# Week 5 - Sets
## Team
Team name: **Group [497441]**
Date: 01/08/2021
Members: Max Thielen
| Role | Name |
| - | - |
| **Facilitator** keeps track of time, assigns tasks and makes sure all the group members are heard and that decisions are agreed upon. | Max Thielen |
| **Spokesperson** communicates group’s questions and problems to the teacher and talks to other teams; presents the group’s findings. | Max Thielen |
| **Reflector** observes and assesses the interactions and performance among team members. Provides positive feedback and intervenes with suggestions to improve groups’ processes. | Max Thielen |
| **Recorder** guides consensus building in the group by recording answers to questions.
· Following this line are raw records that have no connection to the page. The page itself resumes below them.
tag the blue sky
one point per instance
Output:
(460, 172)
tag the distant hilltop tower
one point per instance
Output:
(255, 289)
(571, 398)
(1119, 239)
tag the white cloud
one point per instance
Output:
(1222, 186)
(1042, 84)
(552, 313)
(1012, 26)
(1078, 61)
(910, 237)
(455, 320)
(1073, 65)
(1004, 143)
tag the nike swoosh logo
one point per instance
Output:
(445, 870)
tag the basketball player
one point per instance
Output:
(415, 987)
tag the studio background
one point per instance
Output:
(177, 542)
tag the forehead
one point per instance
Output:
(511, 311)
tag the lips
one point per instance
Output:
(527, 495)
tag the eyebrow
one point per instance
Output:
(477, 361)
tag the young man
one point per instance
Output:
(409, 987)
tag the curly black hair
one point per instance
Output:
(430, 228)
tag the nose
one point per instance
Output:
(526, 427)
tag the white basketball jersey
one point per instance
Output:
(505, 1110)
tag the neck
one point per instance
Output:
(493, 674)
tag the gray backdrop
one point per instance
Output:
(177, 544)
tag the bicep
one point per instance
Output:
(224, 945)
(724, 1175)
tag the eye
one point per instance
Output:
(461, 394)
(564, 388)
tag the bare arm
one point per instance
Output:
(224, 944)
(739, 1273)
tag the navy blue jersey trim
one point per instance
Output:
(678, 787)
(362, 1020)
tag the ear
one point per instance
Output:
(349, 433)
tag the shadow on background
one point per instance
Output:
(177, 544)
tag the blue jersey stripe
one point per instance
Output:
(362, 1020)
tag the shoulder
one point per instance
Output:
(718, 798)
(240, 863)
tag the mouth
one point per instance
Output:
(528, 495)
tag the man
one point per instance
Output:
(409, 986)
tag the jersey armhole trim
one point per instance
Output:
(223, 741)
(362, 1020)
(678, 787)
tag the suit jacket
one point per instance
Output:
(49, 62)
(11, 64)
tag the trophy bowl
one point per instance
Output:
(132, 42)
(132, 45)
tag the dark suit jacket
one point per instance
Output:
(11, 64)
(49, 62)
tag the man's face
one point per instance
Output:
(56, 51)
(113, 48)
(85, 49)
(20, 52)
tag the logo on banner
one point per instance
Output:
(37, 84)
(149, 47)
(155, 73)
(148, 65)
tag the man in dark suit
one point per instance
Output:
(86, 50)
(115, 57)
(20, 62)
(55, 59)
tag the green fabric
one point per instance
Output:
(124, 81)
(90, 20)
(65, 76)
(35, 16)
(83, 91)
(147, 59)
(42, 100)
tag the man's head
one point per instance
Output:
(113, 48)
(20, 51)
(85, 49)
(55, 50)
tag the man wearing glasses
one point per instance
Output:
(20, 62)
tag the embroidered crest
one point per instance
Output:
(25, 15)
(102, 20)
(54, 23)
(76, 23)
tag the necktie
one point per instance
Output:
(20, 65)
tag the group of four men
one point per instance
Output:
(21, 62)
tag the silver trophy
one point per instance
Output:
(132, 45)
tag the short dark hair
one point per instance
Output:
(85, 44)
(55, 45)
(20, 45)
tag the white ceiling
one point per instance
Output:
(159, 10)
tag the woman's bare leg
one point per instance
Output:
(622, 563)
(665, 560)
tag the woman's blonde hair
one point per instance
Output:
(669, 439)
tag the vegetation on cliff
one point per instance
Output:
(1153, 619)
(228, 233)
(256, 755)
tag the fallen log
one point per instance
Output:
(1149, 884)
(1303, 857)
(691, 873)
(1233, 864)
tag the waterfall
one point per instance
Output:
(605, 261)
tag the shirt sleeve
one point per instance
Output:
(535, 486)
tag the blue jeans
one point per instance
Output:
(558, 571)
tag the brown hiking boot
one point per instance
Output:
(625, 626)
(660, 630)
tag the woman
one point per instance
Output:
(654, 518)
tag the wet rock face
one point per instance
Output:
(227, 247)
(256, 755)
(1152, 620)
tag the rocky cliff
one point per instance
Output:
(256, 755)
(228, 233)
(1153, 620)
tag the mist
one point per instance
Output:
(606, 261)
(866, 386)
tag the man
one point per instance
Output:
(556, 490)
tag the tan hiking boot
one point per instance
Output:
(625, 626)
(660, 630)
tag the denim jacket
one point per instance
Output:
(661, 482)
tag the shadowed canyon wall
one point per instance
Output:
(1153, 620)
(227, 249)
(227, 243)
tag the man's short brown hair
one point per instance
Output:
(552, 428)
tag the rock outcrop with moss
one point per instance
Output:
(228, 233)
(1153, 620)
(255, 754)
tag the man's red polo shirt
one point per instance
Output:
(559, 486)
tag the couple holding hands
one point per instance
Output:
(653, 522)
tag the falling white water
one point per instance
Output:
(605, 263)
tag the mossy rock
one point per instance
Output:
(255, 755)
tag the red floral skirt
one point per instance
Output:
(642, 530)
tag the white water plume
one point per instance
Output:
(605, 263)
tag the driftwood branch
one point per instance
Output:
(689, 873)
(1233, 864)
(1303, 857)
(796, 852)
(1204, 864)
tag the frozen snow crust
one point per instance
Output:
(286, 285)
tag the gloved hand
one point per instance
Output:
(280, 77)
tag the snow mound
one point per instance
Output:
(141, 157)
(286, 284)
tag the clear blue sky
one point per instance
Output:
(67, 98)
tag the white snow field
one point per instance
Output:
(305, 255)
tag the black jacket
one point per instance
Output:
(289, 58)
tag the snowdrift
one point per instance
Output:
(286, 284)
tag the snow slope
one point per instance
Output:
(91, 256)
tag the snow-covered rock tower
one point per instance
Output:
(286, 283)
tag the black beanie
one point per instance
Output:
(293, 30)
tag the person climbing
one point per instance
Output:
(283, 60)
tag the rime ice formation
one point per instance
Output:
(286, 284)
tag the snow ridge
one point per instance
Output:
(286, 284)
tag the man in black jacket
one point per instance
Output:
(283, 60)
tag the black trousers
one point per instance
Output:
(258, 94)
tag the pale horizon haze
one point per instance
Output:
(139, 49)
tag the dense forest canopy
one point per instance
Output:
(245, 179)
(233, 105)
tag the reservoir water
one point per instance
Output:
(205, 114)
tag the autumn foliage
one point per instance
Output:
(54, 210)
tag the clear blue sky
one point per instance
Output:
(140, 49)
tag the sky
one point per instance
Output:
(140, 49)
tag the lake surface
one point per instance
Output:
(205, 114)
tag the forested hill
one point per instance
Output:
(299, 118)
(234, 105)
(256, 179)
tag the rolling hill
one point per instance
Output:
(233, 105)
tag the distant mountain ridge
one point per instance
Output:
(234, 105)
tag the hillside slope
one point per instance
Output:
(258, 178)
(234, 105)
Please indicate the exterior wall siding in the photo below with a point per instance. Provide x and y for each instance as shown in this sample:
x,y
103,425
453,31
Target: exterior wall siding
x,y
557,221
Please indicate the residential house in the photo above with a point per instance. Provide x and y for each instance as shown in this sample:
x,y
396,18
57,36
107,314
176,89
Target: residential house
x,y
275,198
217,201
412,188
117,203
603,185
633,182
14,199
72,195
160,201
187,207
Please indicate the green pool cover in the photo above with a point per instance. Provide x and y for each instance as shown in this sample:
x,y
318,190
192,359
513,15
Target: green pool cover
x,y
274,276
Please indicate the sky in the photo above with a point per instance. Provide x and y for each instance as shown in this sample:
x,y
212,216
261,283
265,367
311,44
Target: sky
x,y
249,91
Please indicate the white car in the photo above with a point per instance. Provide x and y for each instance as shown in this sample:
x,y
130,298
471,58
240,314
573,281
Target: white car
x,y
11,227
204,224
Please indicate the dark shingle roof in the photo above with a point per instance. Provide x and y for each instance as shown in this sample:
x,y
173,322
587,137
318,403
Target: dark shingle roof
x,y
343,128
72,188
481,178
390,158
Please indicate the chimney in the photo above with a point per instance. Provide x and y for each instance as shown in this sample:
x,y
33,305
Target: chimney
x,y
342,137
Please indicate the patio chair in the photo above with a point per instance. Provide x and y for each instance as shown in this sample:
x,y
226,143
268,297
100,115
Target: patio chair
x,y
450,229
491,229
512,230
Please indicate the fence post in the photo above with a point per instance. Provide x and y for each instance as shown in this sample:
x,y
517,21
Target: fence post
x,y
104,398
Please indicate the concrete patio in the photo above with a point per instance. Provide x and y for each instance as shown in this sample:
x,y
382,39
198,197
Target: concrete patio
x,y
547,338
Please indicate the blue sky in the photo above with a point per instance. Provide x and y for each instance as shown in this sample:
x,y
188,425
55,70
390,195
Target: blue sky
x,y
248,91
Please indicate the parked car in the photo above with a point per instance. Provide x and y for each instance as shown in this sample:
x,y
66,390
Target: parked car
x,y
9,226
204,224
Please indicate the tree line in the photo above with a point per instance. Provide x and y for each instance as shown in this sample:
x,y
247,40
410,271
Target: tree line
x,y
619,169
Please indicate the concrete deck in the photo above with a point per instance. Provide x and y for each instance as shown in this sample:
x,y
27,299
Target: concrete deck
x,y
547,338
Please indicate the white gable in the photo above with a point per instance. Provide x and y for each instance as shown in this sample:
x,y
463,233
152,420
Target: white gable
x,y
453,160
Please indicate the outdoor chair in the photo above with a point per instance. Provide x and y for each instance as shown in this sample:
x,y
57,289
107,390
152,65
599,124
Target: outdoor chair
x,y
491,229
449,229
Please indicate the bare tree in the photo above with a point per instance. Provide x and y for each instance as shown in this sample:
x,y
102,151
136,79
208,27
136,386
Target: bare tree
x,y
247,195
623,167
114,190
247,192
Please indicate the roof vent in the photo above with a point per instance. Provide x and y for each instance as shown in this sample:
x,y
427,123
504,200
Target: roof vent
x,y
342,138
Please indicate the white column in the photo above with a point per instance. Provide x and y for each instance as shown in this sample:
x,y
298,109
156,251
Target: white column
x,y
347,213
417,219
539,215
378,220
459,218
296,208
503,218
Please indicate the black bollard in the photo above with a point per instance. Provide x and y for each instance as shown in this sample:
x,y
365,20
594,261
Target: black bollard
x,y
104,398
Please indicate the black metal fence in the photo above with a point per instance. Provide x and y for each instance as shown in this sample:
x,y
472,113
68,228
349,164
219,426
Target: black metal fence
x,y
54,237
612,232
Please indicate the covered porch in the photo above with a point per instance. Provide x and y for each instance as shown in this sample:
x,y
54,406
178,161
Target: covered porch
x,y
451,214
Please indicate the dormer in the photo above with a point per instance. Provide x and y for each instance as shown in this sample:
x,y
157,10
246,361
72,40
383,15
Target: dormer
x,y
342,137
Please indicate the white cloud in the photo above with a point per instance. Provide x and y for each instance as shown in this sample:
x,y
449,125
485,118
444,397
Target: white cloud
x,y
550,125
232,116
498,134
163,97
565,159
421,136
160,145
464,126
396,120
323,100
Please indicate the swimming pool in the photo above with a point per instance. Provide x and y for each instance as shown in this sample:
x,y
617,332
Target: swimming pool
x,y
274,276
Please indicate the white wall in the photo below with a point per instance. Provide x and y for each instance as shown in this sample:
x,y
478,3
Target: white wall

Collects important information and data. | Max Thielen |
## Activities
### Activity 1: Set membership examples
* checking if a person is able to access a dataset
* checking whether a person belongs to a family
* checking for class prerequsites
* checking for membership in a club
* checking for participation in a newsletter
### Activity 2: Comparing floating point numbers
```c=
int main() {
double a = 41.0 + 0.5 + 0.2 + 0.2 + 0.1;
double b = 43.0 - 0.5 - 0.2 - 0.2 - 0.1;
_Bool equal = (double a == double b);
printf("a=%.20f\n", a);
printf("b=%.20f\n", b);
printf("a and b are %s", equal? "equal" : "not equal");
return 0;
}
```
Due to the tiny rounding error occuring in the first implementation, the best solution for this problem is to take the absolute value of the differance of the two double varibales and comapare this difference to 1e-9. This tiny number will ensure that the values are still very very close together (almost if not equal) however will not fail due to a rounding error.
```c=
_Bool equals_dbl (double d1, double d2){
if (abs(d1 - d2) < 1e-9) return true;
else return false;
}
```
### Activity 3: Comparing compound data types
```c=
_Bool equals_prs(const void* obj1, const void* obj2){
const Person* p1 = (const Person*)obj1;
const Person* p2 = (const Person*)obj2;
if(p1->yearOfBirth==p2->yearOfBirth&&!strcmp(p1->name,p2->name)) return true;
return false;
}
```
### Activity 4: Function prototypes
```c=
typedef struct {
double* data;
int size; // number of items in this set
int capacity; // size of the `data` array
} Set;
_Bool contains(Set* set, double value);
_Bool add(Set* set, double value);
_Bool sub(Set* set, double value);
```
### Activity 5: Function implementations
```c=
_Bool contains(Set* set, double value){
for(int i=0; i<set->size; i++){
if(set->data[i]==value) return true;
}
return false;
}
_Bool add(Set* set, double value){
if(contains(set, value) || set==NULL || set->size==DEFAULT_CAP) return false;
if(set->size<set->capacity) set->data[set->size] = value;
else{
set = realloc(set,set->capacity+1);
set->data[set->size] = value;
}
set->size++;
return true;
}
_Bool sub(Set* set, double value){
if(!contains(set, value)) return false;
for(int i=0; i<set->size; i++){
if(set->data[i]==value){
set->size--;
for (int j = i; j < set->size; j++)
{
set->data[j] = set->data[j+1];
}
return true;
}
}
}
```
### Activity 6: Time complexity of remove and add
* **add()**: the function adding values to the set calls on the contains() function going through the entire set one to check for a douplicate value this alone put the function at O(n). However, in order to expand the set in the case that there is not enough capacity the realloc() functions is used which is rather expensive. This is why I implemented a case where realloc adds space for five more values instead of one
* **sub()**: the functions removing values from the set calls on the contains() function as well. If it turns out the number is not even in the set the function would return false and end with O(n). However, if the value is in the set the function uses a for loop to find the index of the value and then has to move all of the other values to the left with another for loop making it approximitly O(n^2) in the worst case.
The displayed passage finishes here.